MADISON UNWRAPPED EACH PIECE of gum, one at a time, and then began to chew, letting the false sweetness spread across her tongue. As the car disappeared into the darkness she stood, alone, listening to the night around her. She could not see her house, of course; it was protected from view by the oak trees, set too far back on the property to be seen from the road. And yet she could feel it there, floating in the darkness up above her, waiting.
She turned to her left and looked at the black sedan parked about two hundred feet down the road, its right wheels sunk into the muddy grass beside the tarmac. She started to walk down the road toward the car. It was getting harder, as she got tired, to walk in her mother’s shoes, and of course she was also drunk. No one was watching; there was no harm in admitting this here, on the dark road, to herself. No one was awake up above her. Whatever the house was waiting for, it wasn’t her.
“I’m drunk,” she said into the night.
The black sedan, though, was a different story. Someone was in there because he’d been told to sit there all night long. He was surely watching her now. He was waiting, she knew, to swoop in just before any potential danger made its presence felt. And wasn’t this dangerous, right now? She was drunk, wandering down a poorly lit road, practically begging for some loaded suburban teenager to run her down.

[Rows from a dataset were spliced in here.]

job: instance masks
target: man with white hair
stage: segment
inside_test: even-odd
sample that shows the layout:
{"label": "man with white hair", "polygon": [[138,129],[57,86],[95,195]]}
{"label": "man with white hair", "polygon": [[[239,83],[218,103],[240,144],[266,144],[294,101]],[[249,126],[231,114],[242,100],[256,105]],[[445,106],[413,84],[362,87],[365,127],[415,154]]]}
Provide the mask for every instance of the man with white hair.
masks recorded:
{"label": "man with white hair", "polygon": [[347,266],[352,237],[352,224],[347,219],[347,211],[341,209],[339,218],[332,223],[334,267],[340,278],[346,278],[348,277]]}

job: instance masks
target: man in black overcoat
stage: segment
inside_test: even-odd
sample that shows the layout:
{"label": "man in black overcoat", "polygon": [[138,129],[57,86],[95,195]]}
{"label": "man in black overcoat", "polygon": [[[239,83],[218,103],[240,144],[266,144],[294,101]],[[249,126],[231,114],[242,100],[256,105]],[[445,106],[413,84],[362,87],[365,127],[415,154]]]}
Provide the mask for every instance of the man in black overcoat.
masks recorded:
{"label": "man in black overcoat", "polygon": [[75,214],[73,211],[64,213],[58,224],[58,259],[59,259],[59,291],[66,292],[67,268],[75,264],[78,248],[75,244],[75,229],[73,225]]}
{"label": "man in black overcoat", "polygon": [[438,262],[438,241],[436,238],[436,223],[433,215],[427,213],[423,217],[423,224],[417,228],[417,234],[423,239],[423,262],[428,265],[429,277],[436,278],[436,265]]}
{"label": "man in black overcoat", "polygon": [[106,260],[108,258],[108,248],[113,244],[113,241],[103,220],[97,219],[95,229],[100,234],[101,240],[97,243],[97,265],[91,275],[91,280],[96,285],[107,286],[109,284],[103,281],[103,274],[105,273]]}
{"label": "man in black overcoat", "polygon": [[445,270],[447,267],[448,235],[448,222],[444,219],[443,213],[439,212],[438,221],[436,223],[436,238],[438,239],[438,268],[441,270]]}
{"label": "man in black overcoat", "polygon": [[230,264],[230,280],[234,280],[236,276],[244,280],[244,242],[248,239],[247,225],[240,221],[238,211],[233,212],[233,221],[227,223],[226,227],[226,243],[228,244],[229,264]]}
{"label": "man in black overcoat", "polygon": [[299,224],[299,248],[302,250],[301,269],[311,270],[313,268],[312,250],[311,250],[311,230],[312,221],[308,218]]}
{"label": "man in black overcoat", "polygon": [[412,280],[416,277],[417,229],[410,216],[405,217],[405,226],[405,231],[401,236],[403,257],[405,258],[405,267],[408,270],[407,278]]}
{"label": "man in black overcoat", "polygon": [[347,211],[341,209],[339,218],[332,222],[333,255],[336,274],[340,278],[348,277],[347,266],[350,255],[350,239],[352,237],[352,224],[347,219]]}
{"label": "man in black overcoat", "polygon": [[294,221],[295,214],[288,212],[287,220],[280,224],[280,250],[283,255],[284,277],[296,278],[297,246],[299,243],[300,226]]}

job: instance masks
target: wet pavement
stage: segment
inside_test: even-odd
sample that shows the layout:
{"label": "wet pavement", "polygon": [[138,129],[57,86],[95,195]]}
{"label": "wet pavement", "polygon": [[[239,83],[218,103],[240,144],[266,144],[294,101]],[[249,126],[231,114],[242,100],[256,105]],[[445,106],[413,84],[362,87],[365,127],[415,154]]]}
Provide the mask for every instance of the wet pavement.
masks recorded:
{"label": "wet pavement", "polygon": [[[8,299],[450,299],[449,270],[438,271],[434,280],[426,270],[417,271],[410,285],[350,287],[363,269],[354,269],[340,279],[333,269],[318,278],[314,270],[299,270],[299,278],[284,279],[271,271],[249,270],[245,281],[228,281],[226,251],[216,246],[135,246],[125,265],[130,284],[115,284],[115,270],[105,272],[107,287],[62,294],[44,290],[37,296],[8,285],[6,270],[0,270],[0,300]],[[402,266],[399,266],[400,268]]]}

And wouldn’t that be perfect, she thought, wouldn’t everyone eat that up. In most of the things she’d read about her father online, she and the boys had been, at most, impersonal footnotes included in the final paragraphs. In part, probably, because she was pretty dull, as teenage girls went. This was like the most exciting night she’d ever had, and she hadn’t even done any of the available drugs.
But this, she thought, this could definitely be its own headline. Disgraced financier’s daughter wanders dark suburb alone, unsupervised, jumps in front of reckless driver. Isn’t that just what everyone expected of her, why Zo? watched her so closely, why Chip took pity on her? She was even better, at this point, than something truly volatile; she was something that, at any moment, might become volatile. Wasn’t that why Lily hated her lately?

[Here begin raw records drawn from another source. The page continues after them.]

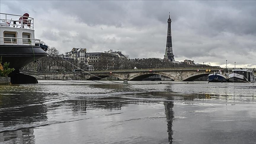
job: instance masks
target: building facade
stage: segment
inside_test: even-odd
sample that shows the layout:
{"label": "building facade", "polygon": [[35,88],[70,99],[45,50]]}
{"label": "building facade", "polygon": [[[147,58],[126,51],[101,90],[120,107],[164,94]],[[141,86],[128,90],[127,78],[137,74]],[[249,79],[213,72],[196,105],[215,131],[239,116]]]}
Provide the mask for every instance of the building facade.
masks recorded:
{"label": "building facade", "polygon": [[194,60],[184,60],[184,63],[188,65],[194,65],[195,64]]}
{"label": "building facade", "polygon": [[88,61],[86,49],[74,48],[70,52],[65,52],[65,56],[74,59],[75,65],[81,69],[87,67]]}
{"label": "building facade", "polygon": [[113,69],[119,58],[117,55],[106,52],[89,52],[87,56],[88,65],[93,66],[96,71]]}

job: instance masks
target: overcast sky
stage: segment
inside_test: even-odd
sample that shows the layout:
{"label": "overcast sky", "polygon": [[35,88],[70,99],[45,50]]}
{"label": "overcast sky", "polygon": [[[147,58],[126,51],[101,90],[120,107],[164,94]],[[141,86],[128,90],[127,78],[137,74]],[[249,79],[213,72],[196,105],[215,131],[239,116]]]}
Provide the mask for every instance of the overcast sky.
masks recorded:
{"label": "overcast sky", "polygon": [[164,57],[172,19],[176,61],[256,68],[256,1],[3,1],[1,12],[34,18],[36,39],[60,53],[121,51]]}

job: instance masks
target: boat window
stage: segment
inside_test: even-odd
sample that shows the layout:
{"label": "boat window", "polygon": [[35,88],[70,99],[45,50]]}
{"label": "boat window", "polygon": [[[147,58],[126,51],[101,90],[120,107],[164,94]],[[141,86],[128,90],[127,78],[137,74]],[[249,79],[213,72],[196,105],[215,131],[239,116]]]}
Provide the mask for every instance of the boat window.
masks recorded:
{"label": "boat window", "polygon": [[[28,33],[22,33],[22,38],[30,38],[30,34]],[[29,44],[29,39],[22,39],[23,44]]]}
{"label": "boat window", "polygon": [[238,74],[242,75],[244,75],[244,71],[235,71],[234,73],[237,73]]}
{"label": "boat window", "polygon": [[[4,37],[9,37],[12,38],[16,38],[17,34],[15,32],[10,32],[9,31],[4,32]],[[17,39],[9,39],[8,38],[5,38],[4,39],[4,43],[5,44],[11,44],[12,41],[13,44],[17,43]]]}

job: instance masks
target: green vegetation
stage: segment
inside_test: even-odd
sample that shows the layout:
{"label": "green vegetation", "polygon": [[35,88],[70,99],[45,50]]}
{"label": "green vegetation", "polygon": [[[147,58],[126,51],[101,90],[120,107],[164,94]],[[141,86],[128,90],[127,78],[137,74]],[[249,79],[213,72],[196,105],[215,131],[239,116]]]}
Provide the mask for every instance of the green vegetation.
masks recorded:
{"label": "green vegetation", "polygon": [[2,57],[0,59],[0,76],[7,77],[10,73],[14,70],[14,68],[9,68],[9,63],[6,62],[2,66]]}

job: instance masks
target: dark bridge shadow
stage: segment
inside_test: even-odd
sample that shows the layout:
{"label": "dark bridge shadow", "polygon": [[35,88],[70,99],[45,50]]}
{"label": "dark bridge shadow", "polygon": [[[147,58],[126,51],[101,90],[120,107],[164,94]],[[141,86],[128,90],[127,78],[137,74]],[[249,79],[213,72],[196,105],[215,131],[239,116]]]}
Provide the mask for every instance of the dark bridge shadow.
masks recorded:
{"label": "dark bridge shadow", "polygon": [[102,79],[104,79],[107,77],[110,76],[97,76],[100,77],[100,78],[98,78],[96,76],[93,76],[91,78],[88,79],[87,79],[87,80],[100,80]]}
{"label": "dark bridge shadow", "polygon": [[[138,76],[137,77],[135,77],[130,80],[131,81],[142,81],[144,79],[146,79],[146,78],[148,78],[150,76],[154,76],[155,75],[156,75],[159,74],[145,74],[143,75],[141,75],[140,76]],[[165,77],[169,78],[171,79],[172,80],[172,81],[173,81],[174,80],[173,80],[170,78],[169,78],[168,77],[167,77],[167,76],[164,76],[162,75],[161,75],[161,76],[163,77]]]}
{"label": "dark bridge shadow", "polygon": [[198,79],[201,77],[202,77],[206,76],[208,76],[210,73],[204,73],[203,74],[199,74],[195,76],[191,76],[189,78],[187,79],[186,79],[183,80],[183,81],[193,81],[195,79]]}

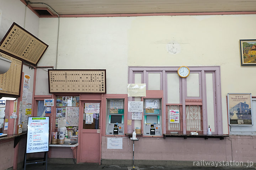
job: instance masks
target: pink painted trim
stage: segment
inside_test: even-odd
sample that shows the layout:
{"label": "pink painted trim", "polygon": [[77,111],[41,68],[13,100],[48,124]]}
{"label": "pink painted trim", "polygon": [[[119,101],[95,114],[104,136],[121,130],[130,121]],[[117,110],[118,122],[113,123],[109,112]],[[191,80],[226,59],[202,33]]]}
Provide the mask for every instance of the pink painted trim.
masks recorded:
{"label": "pink painted trim", "polygon": [[[34,13],[35,12],[32,11]],[[92,17],[140,17],[149,16],[177,16],[188,15],[240,15],[246,14],[256,14],[256,11],[241,12],[183,12],[167,13],[122,13],[113,14],[80,14],[59,15],[62,18],[81,18]],[[57,18],[58,16],[39,16],[40,18]]]}
{"label": "pink painted trim", "polygon": [[[103,94],[101,94],[101,110],[100,111],[100,113],[101,113],[101,115],[102,115],[103,114],[103,108],[102,107],[102,103],[103,102]],[[100,155],[99,156],[99,164],[101,164],[101,142],[102,141],[102,130],[101,130],[101,127],[102,128],[102,121],[103,121],[103,117],[102,116],[101,116],[101,120],[100,121],[100,126],[99,127],[100,129]]]}
{"label": "pink painted trim", "polygon": [[[202,74],[201,75],[201,76],[202,76],[202,81],[201,81],[201,84],[202,85],[201,86],[202,88],[202,91],[203,91],[203,92],[202,93],[202,103],[205,103],[205,104],[202,104],[202,113],[203,114],[203,129],[202,130],[204,130],[203,131],[203,133],[204,135],[206,135],[207,134],[207,131],[206,131],[206,129],[208,129],[208,123],[203,123],[204,122],[207,122],[208,123],[208,119],[207,119],[207,98],[206,98],[207,95],[206,95],[206,93],[207,93],[207,90],[206,90],[206,75],[205,74],[205,72],[204,72],[204,70],[202,70]],[[214,91],[214,87],[213,87]],[[214,96],[214,95],[213,95],[213,96]],[[214,124],[215,123],[214,123]]]}
{"label": "pink painted trim", "polygon": [[[185,88],[186,89],[186,86],[185,85],[185,79],[184,78],[181,78],[181,83],[182,89],[181,91],[186,91]],[[183,126],[183,134],[186,134],[187,133],[187,120],[186,119],[186,96],[187,95],[187,93],[182,93],[182,125]]]}
{"label": "pink painted trim", "polygon": [[[190,69],[190,67],[189,67]],[[186,79],[186,81],[185,82],[185,85],[186,87],[185,87],[185,93],[186,94],[186,98],[190,98],[190,99],[200,99],[202,98],[202,72],[204,70],[202,70],[202,71],[192,71],[190,72],[190,73],[198,73],[198,80],[199,81],[199,97],[187,97],[187,79]]]}
{"label": "pink painted trim", "polygon": [[[35,68],[34,69],[34,82],[33,82],[33,97],[32,98],[32,115],[33,115],[34,116],[34,110],[35,110],[35,106],[36,104],[36,102],[35,102],[35,100],[34,98],[35,96],[35,93],[36,92],[36,74],[37,74],[37,69]],[[37,105],[37,104],[36,104]]]}

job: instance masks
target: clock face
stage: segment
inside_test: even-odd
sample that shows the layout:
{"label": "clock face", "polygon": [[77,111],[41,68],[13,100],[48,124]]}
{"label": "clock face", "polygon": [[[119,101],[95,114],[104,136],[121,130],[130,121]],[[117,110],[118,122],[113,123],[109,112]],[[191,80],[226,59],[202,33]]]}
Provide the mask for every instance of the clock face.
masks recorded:
{"label": "clock face", "polygon": [[181,66],[178,69],[178,74],[180,77],[187,77],[190,72],[188,68],[186,66]]}

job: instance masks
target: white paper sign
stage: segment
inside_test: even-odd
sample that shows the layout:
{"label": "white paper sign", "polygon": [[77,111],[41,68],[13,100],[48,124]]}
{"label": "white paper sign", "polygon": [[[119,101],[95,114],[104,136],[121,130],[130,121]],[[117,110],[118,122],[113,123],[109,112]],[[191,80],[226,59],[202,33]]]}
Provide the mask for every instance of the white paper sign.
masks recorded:
{"label": "white paper sign", "polygon": [[49,117],[29,117],[27,153],[49,151]]}
{"label": "white paper sign", "polygon": [[128,84],[127,86],[128,97],[146,96],[146,84]]}
{"label": "white paper sign", "polygon": [[170,123],[180,123],[180,112],[178,110],[170,110],[169,114]]}
{"label": "white paper sign", "polygon": [[54,99],[44,99],[44,106],[53,106]]}
{"label": "white paper sign", "polygon": [[123,108],[123,101],[121,100],[111,100],[110,108]]}
{"label": "white paper sign", "polygon": [[107,149],[123,149],[123,138],[108,137]]}
{"label": "white paper sign", "polygon": [[143,102],[128,102],[128,112],[143,112]]}
{"label": "white paper sign", "polygon": [[142,120],[142,112],[132,112],[132,119]]}

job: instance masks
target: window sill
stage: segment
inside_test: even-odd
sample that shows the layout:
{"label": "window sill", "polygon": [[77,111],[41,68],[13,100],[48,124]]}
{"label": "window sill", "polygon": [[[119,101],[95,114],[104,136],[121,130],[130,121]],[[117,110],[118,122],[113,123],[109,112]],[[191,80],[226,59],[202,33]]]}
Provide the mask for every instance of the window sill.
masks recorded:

Even alone, even when she didn’t say it out loud, the word, disgraced, settled in the back of her throat, threatened to keep her from breathing.
The point was that this man should already be out, walking toward her, hands up in a gesture equal parts defensive and soothing. He should be asking why she was out there, if she needed help. She was close enough, now, that he must be able to see her in the rearview. This man wasn’t doing his job.

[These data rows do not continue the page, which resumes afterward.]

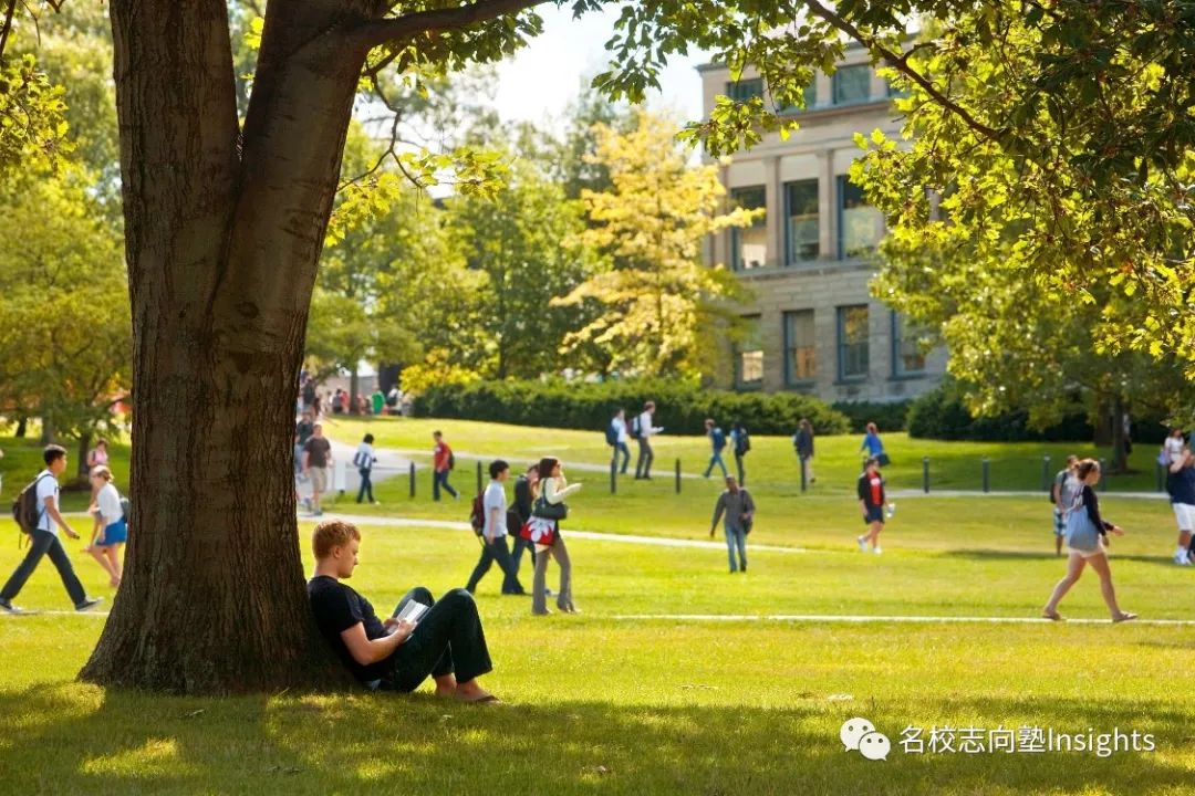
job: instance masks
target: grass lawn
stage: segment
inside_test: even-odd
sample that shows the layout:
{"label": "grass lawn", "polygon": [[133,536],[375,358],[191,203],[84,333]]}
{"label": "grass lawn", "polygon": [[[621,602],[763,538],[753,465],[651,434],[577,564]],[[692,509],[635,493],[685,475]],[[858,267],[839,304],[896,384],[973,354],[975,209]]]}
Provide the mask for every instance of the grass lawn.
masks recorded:
{"label": "grass lawn", "polygon": [[[667,415],[661,415],[667,426]],[[570,431],[563,428],[529,428],[470,420],[435,420],[410,418],[353,418],[337,416],[325,421],[326,433],[345,443],[361,442],[367,432],[376,438],[375,445],[419,451],[418,461],[430,461],[431,432],[442,430],[448,443],[460,451],[488,457],[505,456],[519,465],[541,456],[558,456],[565,463],[584,462],[609,465],[611,449],[606,445],[602,430]],[[654,473],[657,479],[670,480],[678,458],[685,473],[700,474],[710,458],[709,440],[701,430],[666,430],[655,437],[656,453]],[[989,459],[989,486],[993,490],[1041,490],[1043,456],[1050,457],[1049,475],[1053,476],[1068,453],[1110,457],[1109,449],[1099,449],[1091,443],[945,443],[930,439],[912,439],[905,433],[882,434],[884,448],[893,459],[884,475],[893,489],[921,489],[923,458],[930,458],[930,488],[980,489],[982,486],[982,459]],[[859,474],[862,436],[817,437],[814,459],[817,490],[853,490]],[[631,440],[631,471],[637,455]],[[1129,459],[1133,470],[1127,475],[1108,476],[1109,490],[1157,489],[1153,445],[1138,445]],[[725,451],[727,467],[734,468],[734,456]],[[458,456],[455,480],[473,482],[473,461]],[[752,437],[752,451],[746,457],[748,483],[753,480],[764,485],[782,486],[793,494],[799,492],[801,474],[789,437]],[[717,470],[716,470],[717,471]],[[608,489],[608,476],[586,474],[589,480],[601,481]],[[633,488],[633,481],[624,481],[624,487]],[[430,488],[430,476],[418,485],[422,490]]]}
{"label": "grass lawn", "polygon": [[[102,617],[0,617],[0,790],[1190,792],[1190,627],[617,618],[1031,617],[1062,572],[1059,560],[1043,554],[1050,545],[1048,507],[1038,499],[906,499],[885,531],[885,554],[870,556],[851,542],[862,523],[852,522],[850,495],[805,496],[791,506],[782,498],[768,496],[773,513],[783,507],[791,517],[761,519],[752,541],[807,551],[749,551],[747,575],[727,574],[717,549],[572,538],[575,596],[584,613],[537,618],[527,598],[498,594],[500,578],[491,572],[478,592],[496,665],[485,684],[508,703],[494,708],[427,692],[214,699],[106,691],[73,683]],[[590,514],[606,511],[611,518],[623,499],[631,496],[599,500],[583,492],[566,527],[601,525]],[[684,527],[709,522],[707,501],[700,502],[661,493],[627,505],[656,506],[650,526],[638,532],[704,536],[707,525]],[[1144,618],[1189,618],[1195,573],[1165,561],[1172,544],[1165,506],[1115,498],[1107,504],[1109,514],[1136,531],[1115,543],[1123,605]],[[464,506],[435,508],[459,519]],[[669,513],[678,523],[656,527]],[[310,527],[301,527],[304,548]],[[0,539],[14,533],[0,523]],[[354,586],[379,606],[415,584],[436,593],[461,585],[477,555],[477,542],[461,531],[379,526],[364,535]],[[69,548],[88,588],[110,597],[99,567],[84,560],[78,543]],[[0,572],[18,557],[14,545],[0,545]],[[523,580],[529,585],[526,563]],[[19,603],[68,607],[49,566]],[[1105,616],[1090,573],[1062,611]],[[887,761],[844,752],[839,727],[853,716],[891,739]],[[909,726],[926,734],[933,726],[1084,734],[1120,728],[1152,733],[1157,751],[1109,758],[911,754],[899,745]]]}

But no, because her father wouldn’t have hired someone like that. Whatever had happened in the city, it hadn’t been because her father didn’t know how to keep her safe. She knew this even when she herself was angry, even when her mother had bitten her bottom lip while they talked about him that night, in the bathtub. They still knew this.
She stopped in the middle of the road. Another five or six steps would have brought her close enough to touch the trunk of the car. It sat there, untroubled, its lights dark, its engine off. How much nearer would they let her get before they admitted to themselves, to her, that she was trying to get their attention? It seemed strange to her, now that she was considering this, that this one car was enough to do the job. But then, didn’t everyone think her father was still in the city? She thought again of the men in the car, of the information they had that she did not, of everything they might be able to tell her.
She stood there for so long she was convinced she could hear the men, because now she was sure there must be two of them. But of course their windows wouldn’t be open. It was a chilly night for Halloween, unseasonably crisp. The car sat there still, unapologetic, giving up nothing. She closed her eyes, and waited.